Despite the fact that the Xception encoder achieved a higher sensitivity score of 0.856 than the original U-Net model, it achieved a poorer specificity score of the same value. In this study, it was discovered that point-based procedures are insufficient for evaluating the accuracy of brain tumor segmentation algorithms. As a result, high-definition measurements were used to figure out which deep encoder had the best accuracy and performance out of the other ones that were tested. Figure 3 depicts the accuracy.

The proposed architectures are based on data from the validation set. In each figure, there are two rows, one displaying FLAIR images in greyscale mode and the other displaying manual ground truth segmentations created manually. Figure 4 shows the precision. Figure 5 depicts the recall. Figure 6 depicts the F-measure, and Figure 7 shows the MAPE. The results of several automatic segmentation techniques are displayed in the following rows, which are arranged in descending order. Recommended encoders can make borders for tumors that are very similar to those that are manually labeled, even if the lesion shape, volume, and texture change a lot.

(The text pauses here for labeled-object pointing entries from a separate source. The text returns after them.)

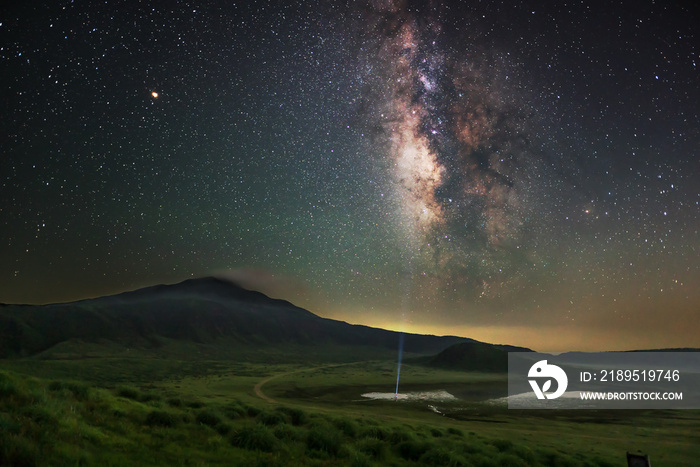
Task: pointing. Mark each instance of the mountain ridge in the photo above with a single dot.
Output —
(198, 311)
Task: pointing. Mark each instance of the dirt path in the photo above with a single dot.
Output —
(258, 387)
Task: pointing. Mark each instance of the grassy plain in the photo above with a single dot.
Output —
(140, 410)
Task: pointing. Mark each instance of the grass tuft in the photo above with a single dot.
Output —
(254, 437)
(161, 418)
(324, 438)
(209, 417)
(413, 450)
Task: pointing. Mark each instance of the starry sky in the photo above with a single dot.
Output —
(520, 172)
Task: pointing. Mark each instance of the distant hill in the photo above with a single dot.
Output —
(197, 311)
(475, 356)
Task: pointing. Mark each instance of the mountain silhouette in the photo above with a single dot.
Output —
(197, 311)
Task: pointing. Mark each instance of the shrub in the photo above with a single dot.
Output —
(324, 438)
(372, 447)
(502, 445)
(233, 411)
(347, 426)
(128, 393)
(209, 418)
(174, 402)
(413, 450)
(440, 457)
(374, 432)
(287, 432)
(254, 438)
(223, 428)
(511, 460)
(296, 416)
(271, 419)
(161, 418)
(18, 451)
(399, 435)
(252, 411)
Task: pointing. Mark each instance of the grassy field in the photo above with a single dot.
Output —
(150, 411)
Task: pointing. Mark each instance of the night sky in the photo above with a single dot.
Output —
(521, 172)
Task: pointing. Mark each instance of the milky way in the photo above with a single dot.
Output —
(461, 164)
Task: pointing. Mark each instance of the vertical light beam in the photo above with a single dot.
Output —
(398, 372)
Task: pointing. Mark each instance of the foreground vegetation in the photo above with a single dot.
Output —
(217, 419)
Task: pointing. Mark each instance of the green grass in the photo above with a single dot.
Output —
(214, 417)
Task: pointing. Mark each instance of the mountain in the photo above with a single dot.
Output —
(475, 356)
(198, 311)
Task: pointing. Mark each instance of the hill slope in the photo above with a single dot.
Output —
(196, 311)
(475, 356)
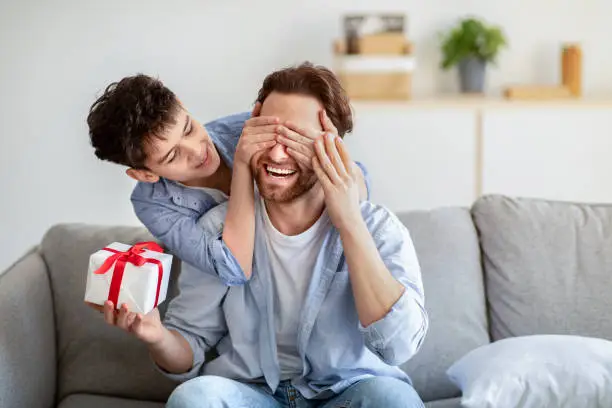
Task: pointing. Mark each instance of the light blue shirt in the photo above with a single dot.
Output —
(170, 211)
(336, 350)
(218, 308)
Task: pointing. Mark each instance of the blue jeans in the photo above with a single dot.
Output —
(219, 392)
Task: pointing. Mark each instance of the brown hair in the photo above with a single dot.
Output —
(127, 115)
(316, 81)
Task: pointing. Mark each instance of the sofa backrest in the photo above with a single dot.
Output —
(548, 266)
(95, 358)
(447, 247)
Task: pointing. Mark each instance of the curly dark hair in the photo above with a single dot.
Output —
(316, 81)
(127, 115)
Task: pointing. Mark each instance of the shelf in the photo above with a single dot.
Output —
(483, 102)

Various methods of diagnosing cancerous tumors in general have come into practice. Its use is determined by its accuracy and its special features. In that sense, the proposed algorithm is considered to be better than the given algorithms. Its results make it clear that its accuracy and cancer detection methods are excellent. Furthermore, its boundaries are defined and analyses are performed correctly so that the size and shape of the cancerous tumor can be accurately calculated and its location accurately calculated. Thus, the doctor can prescribe the right treatment to the patient depending on where it is located.

5. Conclusions

In this article, a segmentation model is designed using RCNN that enables automatic prognosis on brain tumors using MRI. The study adopts a U-Net encoder for capturing the features during the training of the model. The identification of objects in optical remote sensing images has become a study focus in recent years. Advances in object detection have been made possible thanks to the use of deep learning, particularly RCNN. Numerous improvements to RCNN are presented in optical remote sensing. As a result, dilated convolutions are used to get better results when we look at optical remote sensing images of dense things. The feature extraction extracts geometric features for the estimation of tumor size. It is seen that the shape, location, and size of tumor are significant factors in the estimation of prognosis. The exact location of the tumor was classified, and the type of cancer predictions are planned to be implemented in the next phase. It is very useful for doctors to identify the cancer types and the treatment methods. This will also be helpful for the patients to know about the stage of cancer and follow the doctor’s proper medical treatments.

Data Availability

The data used to support the findings of this study are included within the article. Further data or information is available from the corresponding author upon request.

Conflicts of Interest

The authors declare that there are no conflicts of interest regarding the publication of this paper.

Acknowledgments

The authors appreciate the support from Woldia University, Ethiopia, for providing help during the research and preparation of the manuscript. The authors thank Sree Vidyanikethan Engineering College, for providing assistance in this work. This project was supported by Researchers Supporting Project number (RSP2022R177) King Saud University, Riyadh, Saudi Arabia.